И собаки, собаки глаза твои съедят.
Захохотал Барма тут, от смеха аж заколыхался весь. «Што языком-то вяжешь!.. отзынь, юрод, отлепись!..» Оттолкнул Барма меня тогда, и свалился я в снег, а ватага подбежала да сапогами, валенками в бока, под рёбра да в живот меня лупила. Потом утекли. Растворились во снежных вихрях. Я провожал их взглядом. Взгляд мой бежал за ними собакой, лязгал по-волчиному зубами, вился пламенем головни горящей, из печи выхваченной.

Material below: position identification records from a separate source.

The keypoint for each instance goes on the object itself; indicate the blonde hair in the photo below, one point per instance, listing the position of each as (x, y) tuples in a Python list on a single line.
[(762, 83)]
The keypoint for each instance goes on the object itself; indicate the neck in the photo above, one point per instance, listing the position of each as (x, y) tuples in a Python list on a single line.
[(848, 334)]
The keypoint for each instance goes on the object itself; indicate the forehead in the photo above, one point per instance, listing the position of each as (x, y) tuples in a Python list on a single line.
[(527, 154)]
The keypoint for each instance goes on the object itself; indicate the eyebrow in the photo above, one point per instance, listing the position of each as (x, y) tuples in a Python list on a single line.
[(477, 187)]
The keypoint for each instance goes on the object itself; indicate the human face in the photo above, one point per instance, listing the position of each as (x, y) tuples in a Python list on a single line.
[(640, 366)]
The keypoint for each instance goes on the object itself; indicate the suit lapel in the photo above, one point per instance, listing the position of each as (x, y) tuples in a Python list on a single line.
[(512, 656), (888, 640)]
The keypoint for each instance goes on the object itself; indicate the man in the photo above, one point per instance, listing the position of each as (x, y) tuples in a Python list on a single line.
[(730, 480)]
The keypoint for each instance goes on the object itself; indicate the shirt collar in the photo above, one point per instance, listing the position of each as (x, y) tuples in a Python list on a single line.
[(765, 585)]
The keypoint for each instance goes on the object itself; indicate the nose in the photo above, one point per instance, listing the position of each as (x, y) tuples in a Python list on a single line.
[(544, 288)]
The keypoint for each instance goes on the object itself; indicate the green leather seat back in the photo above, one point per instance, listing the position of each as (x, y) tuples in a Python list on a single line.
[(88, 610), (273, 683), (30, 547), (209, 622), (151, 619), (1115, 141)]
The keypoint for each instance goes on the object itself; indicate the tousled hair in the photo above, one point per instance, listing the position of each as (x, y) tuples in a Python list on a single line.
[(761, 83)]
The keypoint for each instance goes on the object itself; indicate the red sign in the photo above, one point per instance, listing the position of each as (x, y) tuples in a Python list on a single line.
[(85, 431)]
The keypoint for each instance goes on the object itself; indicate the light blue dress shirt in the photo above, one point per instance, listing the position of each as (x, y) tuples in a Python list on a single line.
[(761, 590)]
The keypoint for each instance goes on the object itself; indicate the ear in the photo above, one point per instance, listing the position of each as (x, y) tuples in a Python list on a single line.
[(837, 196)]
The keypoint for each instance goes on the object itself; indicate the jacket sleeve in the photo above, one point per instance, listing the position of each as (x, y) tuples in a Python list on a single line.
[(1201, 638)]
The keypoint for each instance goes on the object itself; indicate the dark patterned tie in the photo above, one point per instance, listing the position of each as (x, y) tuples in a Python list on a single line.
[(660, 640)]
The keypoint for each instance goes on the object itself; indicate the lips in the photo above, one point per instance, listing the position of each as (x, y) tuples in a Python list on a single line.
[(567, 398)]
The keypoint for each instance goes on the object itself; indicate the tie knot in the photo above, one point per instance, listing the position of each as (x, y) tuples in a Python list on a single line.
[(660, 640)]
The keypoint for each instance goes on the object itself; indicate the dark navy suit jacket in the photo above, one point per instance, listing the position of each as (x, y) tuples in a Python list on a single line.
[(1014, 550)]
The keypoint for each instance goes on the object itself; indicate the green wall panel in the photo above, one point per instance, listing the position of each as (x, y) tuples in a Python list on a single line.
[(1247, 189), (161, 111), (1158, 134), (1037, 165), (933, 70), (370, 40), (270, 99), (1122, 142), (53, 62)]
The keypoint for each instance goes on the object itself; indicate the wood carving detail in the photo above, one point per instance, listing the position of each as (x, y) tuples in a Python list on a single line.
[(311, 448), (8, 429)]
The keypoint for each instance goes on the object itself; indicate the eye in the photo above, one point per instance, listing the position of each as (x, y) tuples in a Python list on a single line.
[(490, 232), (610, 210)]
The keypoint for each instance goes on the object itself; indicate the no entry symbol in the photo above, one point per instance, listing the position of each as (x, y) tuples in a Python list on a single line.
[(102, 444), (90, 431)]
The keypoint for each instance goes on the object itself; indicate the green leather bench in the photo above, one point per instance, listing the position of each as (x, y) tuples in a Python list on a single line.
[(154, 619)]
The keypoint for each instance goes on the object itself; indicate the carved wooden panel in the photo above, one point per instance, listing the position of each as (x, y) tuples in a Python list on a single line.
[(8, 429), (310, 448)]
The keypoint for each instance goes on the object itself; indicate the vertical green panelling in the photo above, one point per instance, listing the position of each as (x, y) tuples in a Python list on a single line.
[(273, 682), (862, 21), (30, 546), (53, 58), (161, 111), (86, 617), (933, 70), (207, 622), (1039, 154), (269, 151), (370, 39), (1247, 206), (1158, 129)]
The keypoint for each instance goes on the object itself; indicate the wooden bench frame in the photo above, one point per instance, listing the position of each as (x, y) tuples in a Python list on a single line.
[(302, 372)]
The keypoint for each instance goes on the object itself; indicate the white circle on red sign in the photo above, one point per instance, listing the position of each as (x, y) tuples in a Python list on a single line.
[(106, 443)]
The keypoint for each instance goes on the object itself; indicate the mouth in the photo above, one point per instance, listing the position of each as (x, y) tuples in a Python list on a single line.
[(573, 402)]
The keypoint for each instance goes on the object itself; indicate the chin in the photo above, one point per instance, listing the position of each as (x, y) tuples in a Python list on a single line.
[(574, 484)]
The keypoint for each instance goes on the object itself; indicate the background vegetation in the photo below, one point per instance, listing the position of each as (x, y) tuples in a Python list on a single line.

Вижу тебя теперь, Барма. Сидишь на снежочке, равно как и я же. Да не на Красной площади, а близ иного Кремля, за спиной твоей косогор, дальше крутояр, а дальше – длинное, из косы небесной боярышни истекшее, лентие сине-серебристой, многорыбной реки. Изобильна земля наша! Множество зверья в лесах, густо рыбы в водоёмах! Бабы хлебы пекут, оладьи жарят! Яблоки да вишни самоцветами наземь по осени валятся! Всё тебя, калека, не бойся, сердобольные бабы прокормят. Слепенькому милостыньку подадут. С голоду не помрёшь! Мы – нашим людом – живы!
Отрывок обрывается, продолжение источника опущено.